Dead code elimination is essential for performance, especially when using templates (this is basically what enables the fabled "zero cost abstraction" because complex template code may generate a lot of 'inactive' code which needs to be removed by the optimizer).

The actual issue is that the compiler is free to eliminate code paths after UB, but that's also not trivial to fix (and some optimizations are actually enabled by manually injecting UB (like `__builtin_unreachable()` which can make a measurable difference in the right places).

1718627440 an hour ago | parent [-]

> The actual issue is that the compiler is free to eliminate code paths after UB

Not, that the compiler can also emit code paths before UB, as UB is a property of the whole program, not just of a single statement.

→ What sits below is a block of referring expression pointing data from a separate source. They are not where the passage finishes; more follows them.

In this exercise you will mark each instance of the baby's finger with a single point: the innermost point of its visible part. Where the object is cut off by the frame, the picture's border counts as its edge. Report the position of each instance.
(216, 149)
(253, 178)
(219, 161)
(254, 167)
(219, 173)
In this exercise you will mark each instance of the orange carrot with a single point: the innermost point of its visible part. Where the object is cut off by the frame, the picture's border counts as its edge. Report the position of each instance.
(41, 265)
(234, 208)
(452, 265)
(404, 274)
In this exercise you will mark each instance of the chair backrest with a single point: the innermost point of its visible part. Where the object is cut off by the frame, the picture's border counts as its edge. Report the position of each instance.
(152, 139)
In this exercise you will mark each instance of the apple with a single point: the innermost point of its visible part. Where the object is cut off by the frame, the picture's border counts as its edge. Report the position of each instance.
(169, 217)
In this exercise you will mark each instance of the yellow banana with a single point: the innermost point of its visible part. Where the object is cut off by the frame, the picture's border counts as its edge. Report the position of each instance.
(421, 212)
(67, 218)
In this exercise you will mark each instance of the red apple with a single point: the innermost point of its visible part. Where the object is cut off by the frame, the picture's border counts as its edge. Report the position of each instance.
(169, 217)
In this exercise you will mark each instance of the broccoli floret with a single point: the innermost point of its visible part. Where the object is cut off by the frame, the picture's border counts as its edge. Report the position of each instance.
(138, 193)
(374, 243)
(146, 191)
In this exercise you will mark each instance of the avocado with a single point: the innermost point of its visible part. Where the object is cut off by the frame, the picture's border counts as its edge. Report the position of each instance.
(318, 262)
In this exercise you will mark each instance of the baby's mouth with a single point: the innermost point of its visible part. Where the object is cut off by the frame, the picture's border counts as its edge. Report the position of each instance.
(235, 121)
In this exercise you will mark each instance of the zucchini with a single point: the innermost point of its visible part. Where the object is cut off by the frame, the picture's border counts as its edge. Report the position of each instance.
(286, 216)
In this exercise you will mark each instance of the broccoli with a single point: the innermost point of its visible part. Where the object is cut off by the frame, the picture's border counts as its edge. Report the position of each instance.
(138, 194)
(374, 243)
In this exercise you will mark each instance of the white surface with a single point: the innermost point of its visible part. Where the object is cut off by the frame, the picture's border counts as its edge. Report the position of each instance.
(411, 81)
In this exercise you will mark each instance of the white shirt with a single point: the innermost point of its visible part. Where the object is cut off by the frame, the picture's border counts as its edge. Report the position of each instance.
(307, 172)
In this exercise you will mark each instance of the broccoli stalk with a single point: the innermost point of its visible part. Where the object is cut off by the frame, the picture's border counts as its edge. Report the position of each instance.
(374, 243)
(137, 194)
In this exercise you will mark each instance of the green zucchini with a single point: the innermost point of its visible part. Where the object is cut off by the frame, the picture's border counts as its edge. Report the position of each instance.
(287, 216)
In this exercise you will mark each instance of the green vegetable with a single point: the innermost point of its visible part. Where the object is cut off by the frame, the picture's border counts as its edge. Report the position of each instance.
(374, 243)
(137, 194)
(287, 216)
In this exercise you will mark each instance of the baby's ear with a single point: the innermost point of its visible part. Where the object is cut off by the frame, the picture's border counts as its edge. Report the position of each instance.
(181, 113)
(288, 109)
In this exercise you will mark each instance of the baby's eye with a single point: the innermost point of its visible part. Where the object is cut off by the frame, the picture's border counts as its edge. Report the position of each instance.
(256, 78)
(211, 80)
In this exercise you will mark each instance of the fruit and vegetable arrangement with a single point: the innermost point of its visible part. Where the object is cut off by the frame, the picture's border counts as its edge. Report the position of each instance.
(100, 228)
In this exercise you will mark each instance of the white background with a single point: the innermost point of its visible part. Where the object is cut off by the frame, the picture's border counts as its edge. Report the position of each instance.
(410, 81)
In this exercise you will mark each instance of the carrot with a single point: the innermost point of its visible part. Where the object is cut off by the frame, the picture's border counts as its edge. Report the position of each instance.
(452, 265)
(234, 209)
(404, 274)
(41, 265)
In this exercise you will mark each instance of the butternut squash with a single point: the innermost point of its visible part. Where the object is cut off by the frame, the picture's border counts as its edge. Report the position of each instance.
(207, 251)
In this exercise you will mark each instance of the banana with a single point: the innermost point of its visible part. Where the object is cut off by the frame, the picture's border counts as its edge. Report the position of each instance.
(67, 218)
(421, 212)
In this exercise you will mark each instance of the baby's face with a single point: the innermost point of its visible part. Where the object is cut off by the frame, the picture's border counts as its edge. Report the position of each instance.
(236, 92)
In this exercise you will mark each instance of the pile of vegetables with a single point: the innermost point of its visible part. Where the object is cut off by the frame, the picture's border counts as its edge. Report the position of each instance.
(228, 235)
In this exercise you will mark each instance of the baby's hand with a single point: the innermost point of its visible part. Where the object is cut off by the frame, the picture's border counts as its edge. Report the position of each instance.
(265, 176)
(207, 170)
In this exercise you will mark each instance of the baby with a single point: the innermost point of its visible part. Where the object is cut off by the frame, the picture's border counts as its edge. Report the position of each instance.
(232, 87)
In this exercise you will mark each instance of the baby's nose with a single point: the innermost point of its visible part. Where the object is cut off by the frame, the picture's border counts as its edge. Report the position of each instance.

amoss 4 hours ago | parent | prev | next [-]

Dead code elimination is run multiple times, including after other optimizations. So code that is not initially dead may become dead after propagating other information. Converting dead code into an error condition would make most generic code that is specialized for a particular context illegal.

gpderetta 2 hours ago | parent | prev | next [-]

Consider:

   enum op_t{ add, mul };
   int exec(op_t op, int a, int b) {
       if(op == add) { return a+b; }
       if(op == mul) { return a\*b; }
   }

   c = exec(add, a,b);
Should be the compiler be prevented from inlining exec and constant-propagating op and removing the mul branch? What about if a and b are constants and the addition itself is optimized away?
4gotunameagain 4 hours ago | parent | prev [-]

This is trickier than it initially seems. Using preprocessor directives to include or exclude swaths of code is a very common thing, and implementing a compiler error as you described would break the building of countless C codebases.